Lance Armstrong's former team manager slapped with 10-year ban by USADA

Lance Armstrong

Lance Armstrong

Lance Armstrong’s ex team manager Johan Bruyneel has been banned for 10 years for his involvement in providing performance-enhancing drugs to Armstrong. Apar from Bruyneel, Armstrong’s doctor Pedro Celaya and trainer Pepe Marti have also been banned for 8 years each.

On Tuesday, the United States Anti-Doping Agency (USADA) established the participation of the doctor and trainer in encouraging Armstrong’s doping. The punished three all worked for Armstrong’s US Postal Service team.

“The evidence establishes conclusively that Mr Bruyneel was at the apex of a conspiracy to commit widespread doping on the USPS and Discovery Channel teams spanning many years and many riders,” a USADA statement said. “Similarly, Dr Celaya and Mr Marti were part of, or at least allowed themselves to be used as instruments of, that conspiracy,” it added.

Armstrong was given a lifetime ban in 2012 after eventually accepting the usage of prohibited substances on an American TV show. Two other doctors, Luis García del Moral and Michele Ferrari, were given lifetime bans from skilled sports duty by USADA in 2012.

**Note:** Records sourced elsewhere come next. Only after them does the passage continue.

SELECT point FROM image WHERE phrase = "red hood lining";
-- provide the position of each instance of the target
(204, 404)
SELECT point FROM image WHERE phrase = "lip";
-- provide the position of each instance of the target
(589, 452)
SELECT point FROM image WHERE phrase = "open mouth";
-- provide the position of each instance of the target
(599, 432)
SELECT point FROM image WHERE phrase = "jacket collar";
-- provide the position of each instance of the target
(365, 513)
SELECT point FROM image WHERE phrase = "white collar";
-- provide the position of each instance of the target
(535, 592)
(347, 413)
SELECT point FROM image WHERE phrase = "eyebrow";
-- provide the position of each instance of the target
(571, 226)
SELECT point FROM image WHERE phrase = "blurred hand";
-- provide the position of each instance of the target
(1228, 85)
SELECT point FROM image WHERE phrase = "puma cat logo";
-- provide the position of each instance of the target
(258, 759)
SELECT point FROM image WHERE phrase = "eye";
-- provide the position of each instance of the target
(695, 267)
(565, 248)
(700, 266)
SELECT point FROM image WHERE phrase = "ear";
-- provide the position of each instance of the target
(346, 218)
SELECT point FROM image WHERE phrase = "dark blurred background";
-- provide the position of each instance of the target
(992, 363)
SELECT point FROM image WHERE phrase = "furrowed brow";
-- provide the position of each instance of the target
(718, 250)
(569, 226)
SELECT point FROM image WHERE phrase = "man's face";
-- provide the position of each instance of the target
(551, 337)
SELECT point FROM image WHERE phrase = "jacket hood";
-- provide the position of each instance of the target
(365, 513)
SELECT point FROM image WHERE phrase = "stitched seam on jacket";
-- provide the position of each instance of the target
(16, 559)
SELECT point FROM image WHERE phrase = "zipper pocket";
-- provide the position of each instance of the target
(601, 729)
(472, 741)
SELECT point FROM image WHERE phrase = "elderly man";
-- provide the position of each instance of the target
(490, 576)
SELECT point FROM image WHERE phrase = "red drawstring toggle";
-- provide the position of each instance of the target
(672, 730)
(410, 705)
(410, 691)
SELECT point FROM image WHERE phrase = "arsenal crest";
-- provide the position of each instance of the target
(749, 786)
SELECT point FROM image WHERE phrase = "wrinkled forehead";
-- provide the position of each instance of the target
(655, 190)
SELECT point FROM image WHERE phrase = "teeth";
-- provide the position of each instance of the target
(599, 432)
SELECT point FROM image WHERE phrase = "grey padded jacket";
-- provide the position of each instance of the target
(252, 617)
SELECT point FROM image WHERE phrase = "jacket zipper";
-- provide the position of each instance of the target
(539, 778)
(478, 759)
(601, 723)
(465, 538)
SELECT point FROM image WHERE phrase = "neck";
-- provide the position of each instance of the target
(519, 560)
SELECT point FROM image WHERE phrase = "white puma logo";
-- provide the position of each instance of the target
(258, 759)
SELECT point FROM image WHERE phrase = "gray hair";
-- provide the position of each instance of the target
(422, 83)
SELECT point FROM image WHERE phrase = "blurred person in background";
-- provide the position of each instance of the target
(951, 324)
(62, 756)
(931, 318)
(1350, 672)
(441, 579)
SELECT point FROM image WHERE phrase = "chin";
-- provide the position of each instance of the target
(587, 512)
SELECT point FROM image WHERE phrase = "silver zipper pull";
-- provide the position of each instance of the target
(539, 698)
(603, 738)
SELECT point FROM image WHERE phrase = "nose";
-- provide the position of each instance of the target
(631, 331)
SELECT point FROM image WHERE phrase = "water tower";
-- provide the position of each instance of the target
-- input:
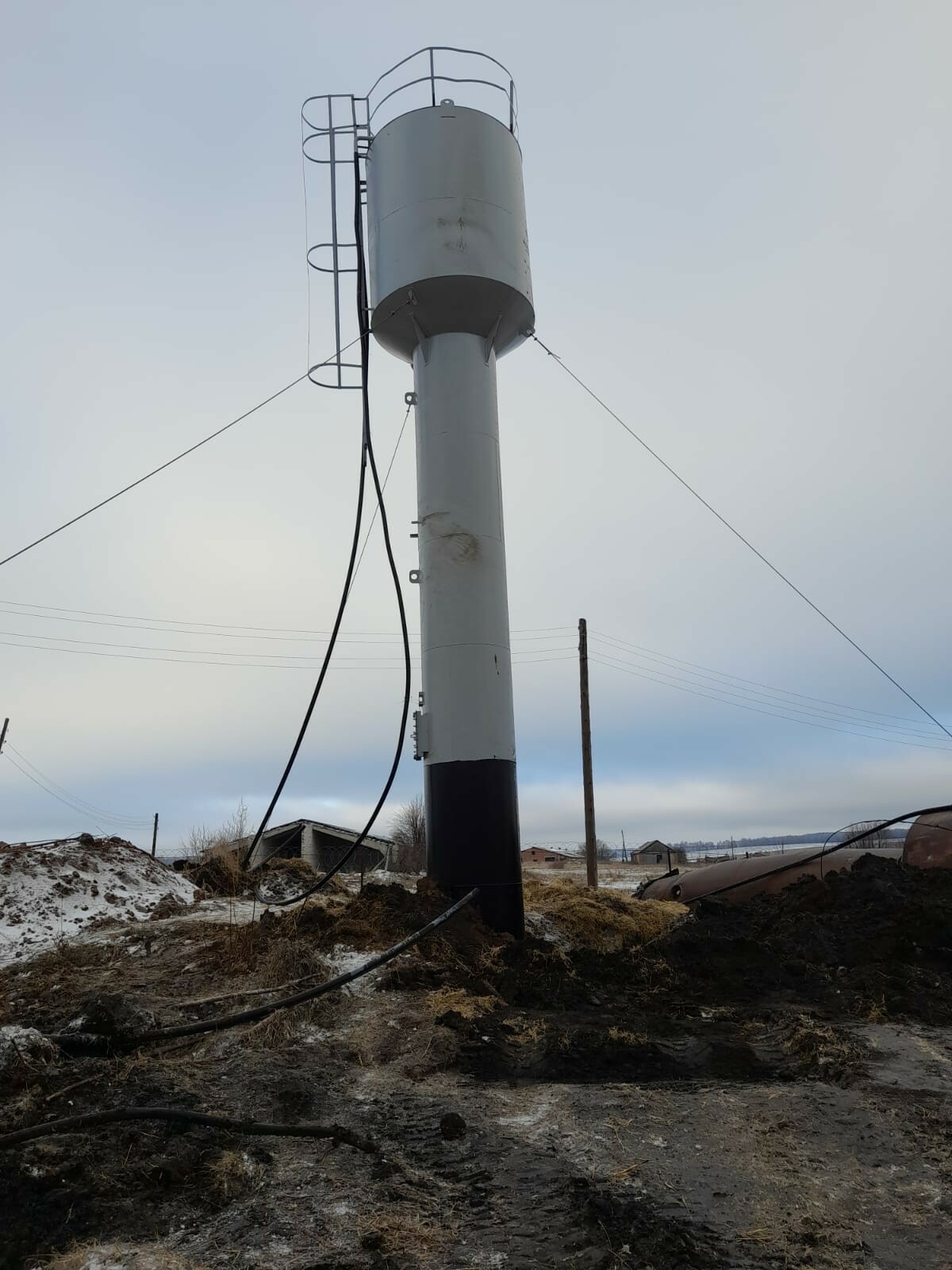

USADA claims this doping case to be, “the most sophisticated, professionalised and successful doping programme the sport has ever seen”.

“I do not dispute there are certain elements of my career that I wish had been different, nor do I dispute that doping was a fact of life in the peloton for a considerable period of time,” Bruyneel said on his website. “However, a small minority of us have been used as scapegoats for an entire generation. There is clearly something wrong with a system that allows only six individuals to be punished as retribution for the sins of an era,” he added.

It is believed that Bruyneel will seek a further appeal in the court. USADA claims that some of the drugs that were used included, “EPO, testosterone, human growth hormone and cortisone”.